Do nicho hippie para a bolsa de Nova York
Um número crescente de empresas também se mostra entusiasmado: se dependesse delas, em breve psilocibina, MDMA (princípio ativo do ecstasy) e outras substâncias estariam sendo empregadas em larga escala contra depressão, dependência patológica e um colorido buquê de doenças psíquicas.
Essa, sem dúvida, é a meta do holding de biotecnologia Atai Life Sciences, de Christian Angermayer. O investidor alemão de cerca de 45 anos fala com prazer de suas experiências com a psilocibina em veículos de economia como o Handelsblatt e a Wirtschaftswoche. Três anos após sua fundação, a holding psicodélica já vale mais de 2 bilhões de dólares, e em meados de 2021 passou a integrar o índice Nasdaq da bolsa de valores de Nova York.
Entre outras, a Atai tem participação na firma britânica Compass Pathways, que desenvolveu sua própria psilocibina sintética, sobre a qual realiza no momento um estudo clínico de fase 2. Trata-se da maior pesquisa do mundo sobre o alucinógeno, envolvendo 200 pacientes em 22 locais de dez países. Igualmente cotada no Nasdaq, a companhia vale mais de 1 bilhão de dólares, apenas cinco anos após sua criação.

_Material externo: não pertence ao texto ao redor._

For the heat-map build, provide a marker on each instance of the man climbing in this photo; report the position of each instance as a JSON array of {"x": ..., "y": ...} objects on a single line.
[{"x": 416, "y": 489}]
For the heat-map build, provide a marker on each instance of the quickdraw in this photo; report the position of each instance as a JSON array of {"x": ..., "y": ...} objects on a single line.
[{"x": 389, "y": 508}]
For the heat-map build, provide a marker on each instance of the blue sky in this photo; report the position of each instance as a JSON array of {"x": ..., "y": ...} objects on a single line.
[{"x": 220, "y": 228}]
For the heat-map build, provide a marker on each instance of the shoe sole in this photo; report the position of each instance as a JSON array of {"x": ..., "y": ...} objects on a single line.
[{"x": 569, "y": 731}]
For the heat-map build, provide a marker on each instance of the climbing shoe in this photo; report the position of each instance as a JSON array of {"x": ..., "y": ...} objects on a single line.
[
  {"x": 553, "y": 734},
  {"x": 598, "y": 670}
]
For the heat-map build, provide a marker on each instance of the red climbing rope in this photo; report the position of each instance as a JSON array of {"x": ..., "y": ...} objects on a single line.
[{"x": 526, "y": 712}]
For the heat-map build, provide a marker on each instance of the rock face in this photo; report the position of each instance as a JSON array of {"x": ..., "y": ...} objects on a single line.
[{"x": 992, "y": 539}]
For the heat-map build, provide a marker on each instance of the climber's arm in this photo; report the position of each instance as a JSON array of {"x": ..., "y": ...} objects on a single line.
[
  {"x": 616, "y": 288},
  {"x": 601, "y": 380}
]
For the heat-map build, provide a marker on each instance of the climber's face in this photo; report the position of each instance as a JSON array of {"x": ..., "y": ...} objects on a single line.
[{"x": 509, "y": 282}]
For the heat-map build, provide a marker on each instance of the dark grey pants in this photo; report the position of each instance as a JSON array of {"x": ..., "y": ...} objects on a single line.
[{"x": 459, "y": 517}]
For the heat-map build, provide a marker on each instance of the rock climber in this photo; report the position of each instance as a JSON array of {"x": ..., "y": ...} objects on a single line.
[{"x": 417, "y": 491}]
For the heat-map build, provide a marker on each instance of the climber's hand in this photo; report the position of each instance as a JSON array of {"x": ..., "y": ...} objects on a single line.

Outro indicador de que o boom das viagens psicodélicas está gerando todo um novo ramo da economia é o Berlin Registry da Mind Foundation, onde estão listadas cerca de 130 empresas do setor, desde um retiro à base de psilocibina, A Whole New High, na Holanda; até a Wavepaths, especialista no som perfeito para acompanhar a trip nos fones de ouvido.
Tamanha explosão de interesse não cheira bem nem mesmo para Andrea Jungaberle, da MIND Foundation: “Nosso maior amigo e nosso maior inimigo é o hype“, constata sobriamente, reivindicando “uma forma de lidar adequada, entre demonização e idealização”.
O psicoterapeuta suíço Peter Gasser partilha essa avaliação. Para ele, que há 30 anos trabalha com LSD e MDMA, “esse ritmo quase dá medo”. “Essa expansão, de pequenos tratamentos de nicho, só um punhado de pacientes por estudo, e agora já se pensa em milhões.” Ele teme que a qualidade da terapia venha a sofrer “se a coisa for vista de forma excessivamente tecnológica ou esquemática”.